17. In my view, these observations of the Supreme Court distinguish that case from the case which is before me. Can it be said that the notice served under Section 124(1) of the Customs Act, 1962 on the petitioners in Bombay was not an integral part of the cause of Action ? Under the Customs Act, 1962, no order confiscating any goods or imposing any penalty on any person shall be made unless a notice as contemplated under Section 124 is served on the owner of the goods or no such person who is made liable for the same. Mr. Rana drew my attention to the fact that all the notices and orders addressed to the petitioners were served at the address of the petitioners in Bombay. He, therefore, submitted that this being an integral part of the cause of action and the notices and orders having been received by them in Bombay, it could necessarily be said that this Court has jurisdiction to try and entertain this case. He also submitted that the petitioners were affected by the orders inasmuch as they paid the fine and penalty in Bombay.

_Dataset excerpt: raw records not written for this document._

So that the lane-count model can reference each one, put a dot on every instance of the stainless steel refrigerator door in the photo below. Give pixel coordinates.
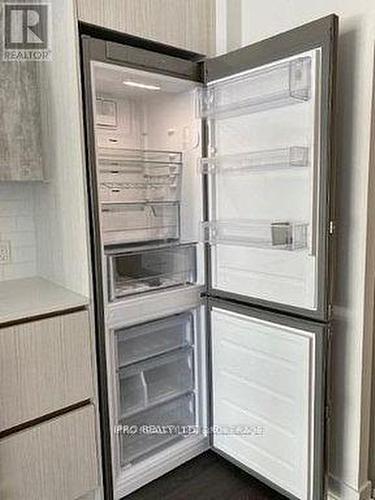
(268, 169)
(268, 396)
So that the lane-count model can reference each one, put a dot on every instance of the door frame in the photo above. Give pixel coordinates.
(322, 34)
(322, 334)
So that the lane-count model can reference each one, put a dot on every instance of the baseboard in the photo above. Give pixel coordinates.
(338, 490)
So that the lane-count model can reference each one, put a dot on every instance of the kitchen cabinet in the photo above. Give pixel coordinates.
(187, 24)
(21, 156)
(53, 460)
(45, 366)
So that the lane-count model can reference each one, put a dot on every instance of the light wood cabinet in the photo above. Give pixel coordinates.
(188, 24)
(56, 460)
(45, 366)
(20, 123)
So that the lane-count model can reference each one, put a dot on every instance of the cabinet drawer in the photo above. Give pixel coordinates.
(44, 366)
(56, 460)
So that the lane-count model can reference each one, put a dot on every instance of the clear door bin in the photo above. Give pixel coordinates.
(278, 235)
(144, 269)
(156, 428)
(273, 86)
(138, 222)
(134, 176)
(140, 342)
(294, 157)
(154, 381)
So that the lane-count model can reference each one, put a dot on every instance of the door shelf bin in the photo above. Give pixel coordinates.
(144, 269)
(140, 342)
(156, 428)
(258, 234)
(140, 176)
(159, 379)
(257, 161)
(274, 86)
(138, 222)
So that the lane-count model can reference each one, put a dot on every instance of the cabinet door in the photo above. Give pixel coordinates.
(269, 170)
(44, 366)
(21, 127)
(189, 25)
(268, 397)
(56, 460)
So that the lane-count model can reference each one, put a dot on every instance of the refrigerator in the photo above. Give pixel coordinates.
(211, 206)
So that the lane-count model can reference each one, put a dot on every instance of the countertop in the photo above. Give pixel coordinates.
(25, 299)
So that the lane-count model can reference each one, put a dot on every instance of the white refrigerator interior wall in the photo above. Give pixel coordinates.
(354, 296)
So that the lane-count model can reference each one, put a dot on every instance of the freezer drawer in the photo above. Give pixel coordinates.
(151, 339)
(152, 430)
(145, 269)
(159, 379)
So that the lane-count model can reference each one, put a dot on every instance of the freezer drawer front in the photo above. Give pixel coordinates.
(268, 398)
(268, 170)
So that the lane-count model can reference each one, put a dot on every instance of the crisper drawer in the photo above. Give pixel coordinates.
(45, 366)
(138, 222)
(145, 269)
(151, 339)
(159, 379)
(173, 416)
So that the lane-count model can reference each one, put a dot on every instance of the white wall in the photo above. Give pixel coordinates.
(60, 204)
(354, 298)
(17, 226)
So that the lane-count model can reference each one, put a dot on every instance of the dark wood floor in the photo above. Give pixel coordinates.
(207, 477)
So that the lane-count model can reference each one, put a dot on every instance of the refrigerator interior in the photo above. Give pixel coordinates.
(148, 147)
(147, 158)
(263, 167)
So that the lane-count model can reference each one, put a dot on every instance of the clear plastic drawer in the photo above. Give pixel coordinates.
(154, 338)
(158, 379)
(144, 269)
(152, 430)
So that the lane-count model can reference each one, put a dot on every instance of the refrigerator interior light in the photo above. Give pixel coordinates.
(140, 85)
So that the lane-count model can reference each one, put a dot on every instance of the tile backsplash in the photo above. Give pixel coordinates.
(18, 227)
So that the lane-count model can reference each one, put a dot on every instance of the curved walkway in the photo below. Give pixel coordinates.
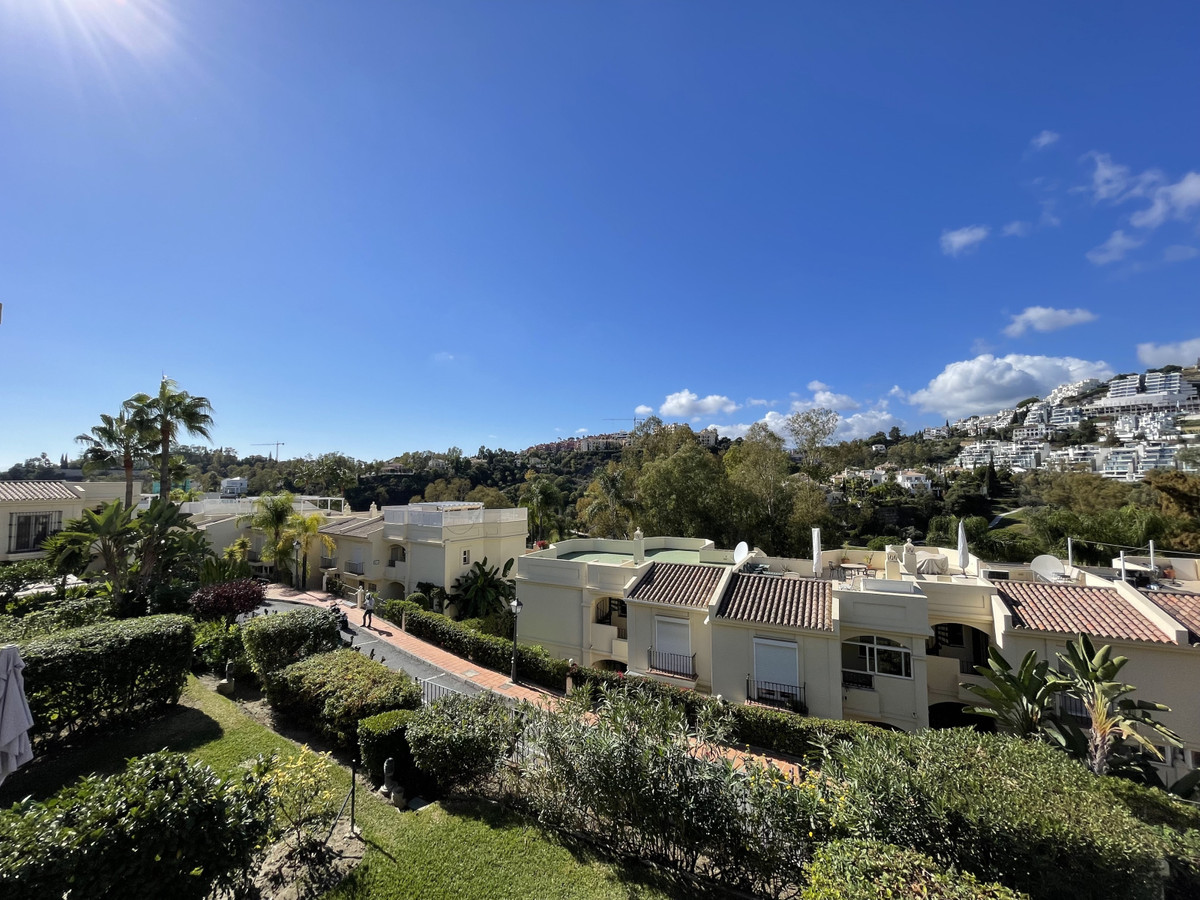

18. In my view, having regard to these circumstances it can be said that a part of the cause of action has arisen within the jurisdiction of this Court and, therefore, I must hold that this Court has jurisdiction to try and entertain this case.

19. It is not necessary to refer to various other judgments cited across the bar.

20. I, therefore, pass the following order :

Rule is made absolute in terms of prayers (a) and (b).
Amounts to be refunded within a period of eight weeks from today.

21. However, in the circumstances of the case, there will be no order as to costs.